- Oh Madone, comme le ciel est clair !
Charlot venait d’ouvrir les yeux dans le petit matin frileux qu’une gorgée de boisson couleur vermeil allait bientôt réchauffer un peu.
Charlot la débrouille ou Charlot le rigolo s’éveillait sur son banc devant la cathédrale, des rêves plein le cœur et l’humeur vagabonde. Jamais on n’avait vu clochard si heureux de son sort et pourtant aujourd’hui Charlot allait être obligé de se mettre au vert, car l’inauguration de l’exposition allait les chasser, lui et ses compagnons, de la place où ils avaient l’habitude de passer la journée.
Jojo s’approcha de lui sans bruit :
- Hé Charlie tu dors ?
- Ben oui Jojo, tu sais bien que je dors les yeux ouverts.
- Bon…ben, j’reviendrai dans un moment quand tu s’ras réveillé.
- Fais donc ça Jojo, fais donc ça….
Charlot sourit dans sa moustache, le Jojo, il n’avait décidément pas inventé la poudre à canon.
Bon, c’était pas tout ça, il allait falloir trouver un endroit pour s’occuper jusqu’à ce soir, moment béni où il retrouverait son banc.
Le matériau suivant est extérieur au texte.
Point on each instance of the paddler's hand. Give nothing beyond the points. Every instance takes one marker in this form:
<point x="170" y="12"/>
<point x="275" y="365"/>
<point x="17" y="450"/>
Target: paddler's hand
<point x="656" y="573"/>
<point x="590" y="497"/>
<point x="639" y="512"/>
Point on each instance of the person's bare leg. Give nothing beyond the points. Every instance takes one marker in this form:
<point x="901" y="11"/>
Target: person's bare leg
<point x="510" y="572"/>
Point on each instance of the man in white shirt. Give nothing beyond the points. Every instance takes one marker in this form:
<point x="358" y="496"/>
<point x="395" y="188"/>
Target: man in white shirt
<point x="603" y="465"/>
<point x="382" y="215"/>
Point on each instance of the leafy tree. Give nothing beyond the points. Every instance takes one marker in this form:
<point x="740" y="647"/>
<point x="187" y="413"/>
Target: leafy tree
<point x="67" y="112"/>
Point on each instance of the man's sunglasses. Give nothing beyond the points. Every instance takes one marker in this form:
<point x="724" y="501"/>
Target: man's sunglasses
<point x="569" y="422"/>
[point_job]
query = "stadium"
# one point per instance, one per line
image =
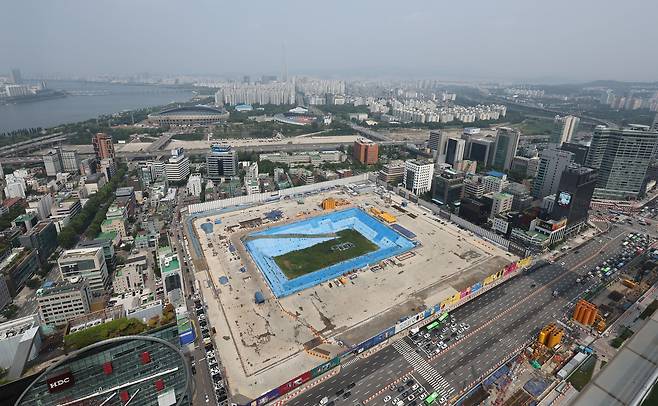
(296, 279)
(191, 115)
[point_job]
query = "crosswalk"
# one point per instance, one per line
(436, 381)
(350, 362)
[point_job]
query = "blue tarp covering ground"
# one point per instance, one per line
(207, 228)
(263, 250)
(403, 231)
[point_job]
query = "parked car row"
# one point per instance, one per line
(221, 395)
(436, 340)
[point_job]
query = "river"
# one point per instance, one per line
(86, 100)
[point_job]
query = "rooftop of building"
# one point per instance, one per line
(12, 328)
(630, 373)
(78, 252)
(124, 191)
(39, 227)
(93, 178)
(502, 195)
(25, 217)
(65, 285)
(535, 235)
(365, 141)
(16, 255)
(220, 148)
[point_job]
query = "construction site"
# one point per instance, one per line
(267, 335)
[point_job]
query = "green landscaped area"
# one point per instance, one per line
(297, 263)
(583, 375)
C’est certain que les bleus n’allaient pas les laisser baguenauder et faire la manche au milieu de tout le beau monde qui dans quelques heures envahira l’endroit.
Il dégagea de dessous de son manteau, une bouteille de vin qu’il se fit un devoir de vider en deux lampées. L’alcool faisait sur lui des merveilles, un trait de génie illumina soudain son visage mal rasé…il allait emmener Jojo à la campagne. Sûr que le Jojo allait être content, lui qui n’avait connu que l’asphalte grise de la ville, à croire que le pauvre gamin était né dans la rue.
Charlot repoussa d’un geste le carton sous lequel il dormait, il étira ses membres endoloris, se leva et interpella son ami :
- Hé Jojo, fais ta valise, j’t’emmêne en vacances mon gars.
Quelques minutes plus tard, le barda sur le dos les deux hommes, le plus jeune suivant son aîné se dirigèrent vers la gare de l’Est. Charlot, d’un œil connaisseur regarda le tableau central et désigna un quai donnant à Jojo quelques recommandations sur l’art d’échapper aux contrôleurs.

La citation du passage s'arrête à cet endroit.